I start with LARGE bulk packs of meat. I then break them down by size and meat right down to cutting certain recipes into bite sized pieces. Then I wrap them in freezer paper because I really hate freezer burn! And I package them into pre-labeled ziploc bags for the freezer.
I didn’t get a secondary picture, but I then wrap the center of each one with a strip of duct tape. Yep, you read that right, duct tape. Just a small strip. Enough so when they’re stacked in the back of the freezer you can identify the meat. I buy it in colors – red for beef, green for chicken and blue for pork. It makes it soooooooo much easier when you’re searching in the freezer for the right meat.
Many times this prep includes rotisserie chickens. My market at home has buy one, get one free on Tuesdays. Can you figure out when I did my shopping? By the time I get home and put away the groceries, the rotisserie chickens are cool enough to pick off the bone. The bowl below is the skin, congealed juices and bones I collected as I stripped 2 birds.
I think Martha (MM)
and I met over some post about buying in bulk and we found a common ground – saving money! Talk to your butcher. Many times you can save even more than the advertised sale prices.
For example, recently my local market was running a sale on chuck roast. None of the roasts were as large as I really needed for company so I asked the butcher if they had one the size I wanted and instead she offered up a manager’s daily sale (in the bulk section just a few feet away from the ones I was looking at) where I could buy twice as much for half as much saving me $8 over what I intended to spend and gave me enough for 3 meals. I made ALL the chuck roast as Pot Roast & Veggies for company and then used the leftovers to make Ortega Chile Bake and Beef Chili.
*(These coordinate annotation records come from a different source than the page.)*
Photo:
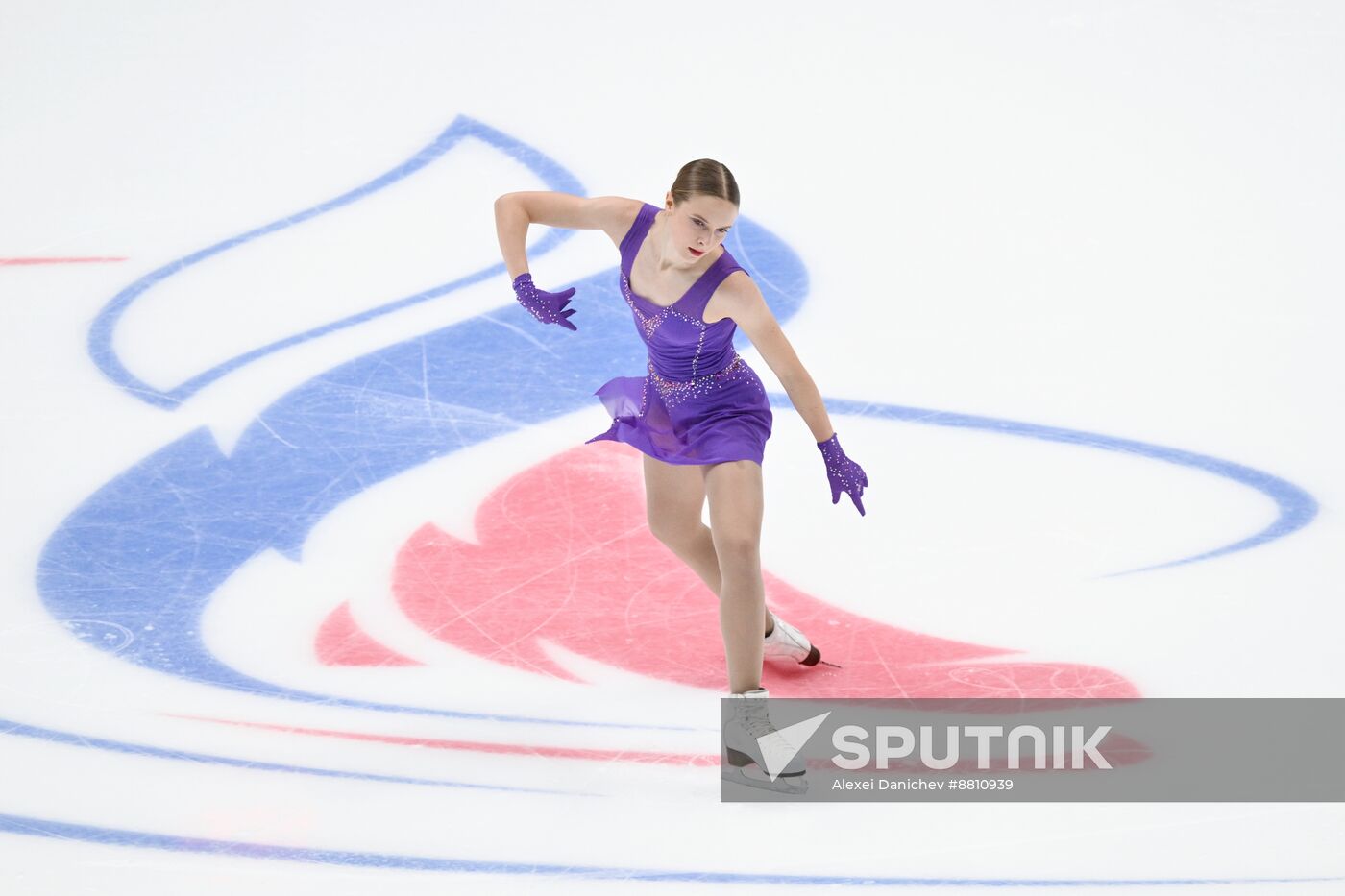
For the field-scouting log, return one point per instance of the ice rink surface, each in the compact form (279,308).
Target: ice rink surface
(313,587)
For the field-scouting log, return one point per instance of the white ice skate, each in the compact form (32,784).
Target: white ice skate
(789,642)
(753,747)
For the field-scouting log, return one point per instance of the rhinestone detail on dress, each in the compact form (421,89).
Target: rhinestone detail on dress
(674,392)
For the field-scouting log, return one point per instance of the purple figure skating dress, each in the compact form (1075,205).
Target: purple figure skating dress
(699,402)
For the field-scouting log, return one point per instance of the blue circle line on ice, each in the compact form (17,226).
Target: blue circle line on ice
(20,729)
(181,844)
(101,334)
(1295,506)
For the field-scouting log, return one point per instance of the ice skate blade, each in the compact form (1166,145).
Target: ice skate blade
(748,775)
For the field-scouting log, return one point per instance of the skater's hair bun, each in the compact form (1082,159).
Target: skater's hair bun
(705,177)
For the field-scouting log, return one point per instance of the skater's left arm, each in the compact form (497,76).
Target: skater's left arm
(746,305)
I then use a large stock pot and cover the “debris” with water. I set it to simmer on a low temp and let it go for an hour or so. I don’t add any seasonings since I’ve normally bought mesquite broiled or lemon herb, but adjust according to your tastes.
Then I drain it into my large 8 cup measuring cup and allow it to cool.
I have several of these containers that I bought just for chicken stock in the freezer. I haven’t bought chicken stock in over 10 years now. It’s just so easy to make your own. Even if I start with raw chicken and poach it for a recipe I add seasonings and by the time the chicken is done, there is several cups of broth ready for the freezer.
Today’s flavor was Mesquite broiled so it left us with a spicy red color also.
So what do you do to get ready for winter? Have I motivated you to stock up?